The second and final day of the Informal meeting of Justice and Home Affairs saw EU Ministers for Justice focusing on two areas crucial to the “Justice for Growth” agenda. The Data Protection reform package is considered essential to enhancing consumer confidence in the online market place. The European Union’s new cross-border Insolvency laws seek to make cross-border insolvency proceedings more efficient, benefiting both debtors and creditors throughout the EU.
“The new Data Protection package is an essential tool for enhancing confidence in the online marketplace."
Making significant progress on the proposed Data Protection Reform package is a key priority for the Irish Presidency of the Council of the European Union. The current Data Protection legislation dates from 1995, a time before the development of social networking websites and other internet phenomena. Due to the ever-changing nature of the internet and online transactions, new legislation is now required to ensure that the personal information of EU citizens is protected from those that would seek to abuse it.
Speaking about the proposed reforms, Minister Shatter commented:
“The new Data Protection package is an essential tool for enhancing confidence in the online marketplace. The proposals aim to improve individual’s control of their personal data, including the “right to be forgotten”, whereby an individual no longer wants his or her information processed on the internet. This new right will go some way to address the possible reputational, financial and psychological risks associated with social networking and internet based sites.
Minister Shatter added:
“The Data Protection Regulation also provides the prospect of a uniform regulatory regime across the European Union. This will enable companies and businesses to register with a single data protection regulatory agency, rather than the necessity of multiple registrations and licences currently prescribed in each EU Member State. The one-stop shop provision will crucially reduce costs to businesses and remove barriers to trade within the European market.”
In response to the economic downturn across Europe, the EU has published a proposal to update its cross-border Insolvency law. One of the primary aims of the new legislation will be to give potentially viable companies a second chance before being declared insolvent.
Speaking after the meeting, Minister Shatter said:
“The publication of the new EU Insolvency proposal, which coincided with the completion and enactment of Ireland’s domestic Insolvency legislation, will be of great assistance to many companies that are struggling to stay afloat. It will also deal with the effect of insolvency proceedings on companies with cross-border interests, an element that was not considered under previous insolvency legislation. Modernising EU insolvency rules will have real benefits in supporting the restructuring of business and contribute to Ireland’s overall objective during the Presidency which is to promote stability, jobs and growth. ”

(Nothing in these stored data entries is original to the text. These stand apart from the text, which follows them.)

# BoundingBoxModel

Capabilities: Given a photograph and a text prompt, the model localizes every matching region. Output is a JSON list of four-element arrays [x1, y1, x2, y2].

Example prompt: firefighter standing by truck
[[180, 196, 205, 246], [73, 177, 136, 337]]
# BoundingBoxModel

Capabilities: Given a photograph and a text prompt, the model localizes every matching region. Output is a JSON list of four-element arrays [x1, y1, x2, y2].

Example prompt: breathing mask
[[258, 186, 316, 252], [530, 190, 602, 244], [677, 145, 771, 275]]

Justice Ministers also heard an interesting presentation by Eugene Corcoran, Chief Bureau Officer of Ireland’s Criminal Assets Bureau, on Ireland’s civil-based forfeiture and confiscation regime which is considered to be one of the most successful models in pursuing the ill gotten gains of criminals’ money and other valuable assets.
Responding to some excellent examples of information sharing and joint operations between Ireland and Northern Ireland highlighted by the Minister of Justice for Northern Ireland, David Ford, Minister Shatter said:
“Practical cross-border cooperation is vitally important to effectively tackle terrorism fed by crime in both jurisdictions. Ireland’s Criminal Assets Bureau (CAB) has been an unqualified success in the seizure of assets derived from criminal activities in this State and I believe that mutual recognition of European laws in this area would be a positive step toward combating organised crime.”

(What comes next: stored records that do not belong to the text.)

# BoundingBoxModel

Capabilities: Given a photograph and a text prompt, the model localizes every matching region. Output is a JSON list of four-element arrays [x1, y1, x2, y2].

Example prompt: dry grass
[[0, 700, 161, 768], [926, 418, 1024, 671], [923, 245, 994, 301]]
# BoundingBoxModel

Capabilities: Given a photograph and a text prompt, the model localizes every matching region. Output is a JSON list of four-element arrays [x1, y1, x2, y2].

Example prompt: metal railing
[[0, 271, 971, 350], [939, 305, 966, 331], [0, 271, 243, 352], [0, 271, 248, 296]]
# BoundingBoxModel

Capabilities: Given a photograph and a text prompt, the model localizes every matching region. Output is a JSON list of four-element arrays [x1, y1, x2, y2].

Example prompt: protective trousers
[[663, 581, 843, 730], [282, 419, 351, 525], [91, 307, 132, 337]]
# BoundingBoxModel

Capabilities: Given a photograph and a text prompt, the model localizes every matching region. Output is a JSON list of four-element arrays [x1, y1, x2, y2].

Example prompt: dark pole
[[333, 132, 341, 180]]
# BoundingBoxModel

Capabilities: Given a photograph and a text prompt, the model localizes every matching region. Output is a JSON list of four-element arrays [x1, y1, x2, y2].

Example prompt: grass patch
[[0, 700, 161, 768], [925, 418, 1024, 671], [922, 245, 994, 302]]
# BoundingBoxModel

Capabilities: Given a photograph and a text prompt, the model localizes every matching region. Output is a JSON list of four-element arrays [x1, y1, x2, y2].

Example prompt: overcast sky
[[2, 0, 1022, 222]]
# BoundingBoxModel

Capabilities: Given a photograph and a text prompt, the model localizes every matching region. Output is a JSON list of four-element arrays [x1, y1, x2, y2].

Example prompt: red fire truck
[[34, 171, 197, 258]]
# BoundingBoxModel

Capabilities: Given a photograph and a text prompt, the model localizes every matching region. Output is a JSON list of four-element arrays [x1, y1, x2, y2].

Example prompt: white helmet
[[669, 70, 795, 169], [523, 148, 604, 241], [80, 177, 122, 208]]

Mr Corcoran added, “Any measure that would assist in the international enforcement and recognition of non-conviction based forfeiture, based on sound constitutional and ECHR principles must surely be welcome in the fight against serious organised crime.”
A final topic of debate was the protection of fundamental rights. Ministers looked at ways in which political leaders can help tackle growing problems of hate crime and intolerance, including racism and anti-Semitism across Europe. Speaking on this topic, Minister Shatter commented:
“We as Europeans must be greatly concerned by the increase in racism and anti-semitism which is becoming apparent in some parts of Europe. We must remain constantly vigilant and take a united approach at European Union and member state level to address this worrying issue.”
Reflecting on the Informal meeting which concluded this afternoon, Minister Shatter stated, “This Informal meeting of Justice and Home Affairs Ministers has been both productive and thought provoking. There has been an interesting exchange of views on many key topics and I am confident that the discussions in Dublin Castle this week will be of great benefit in furthering Ireland’s Presidency priorities in Justice and Home Affairs area.”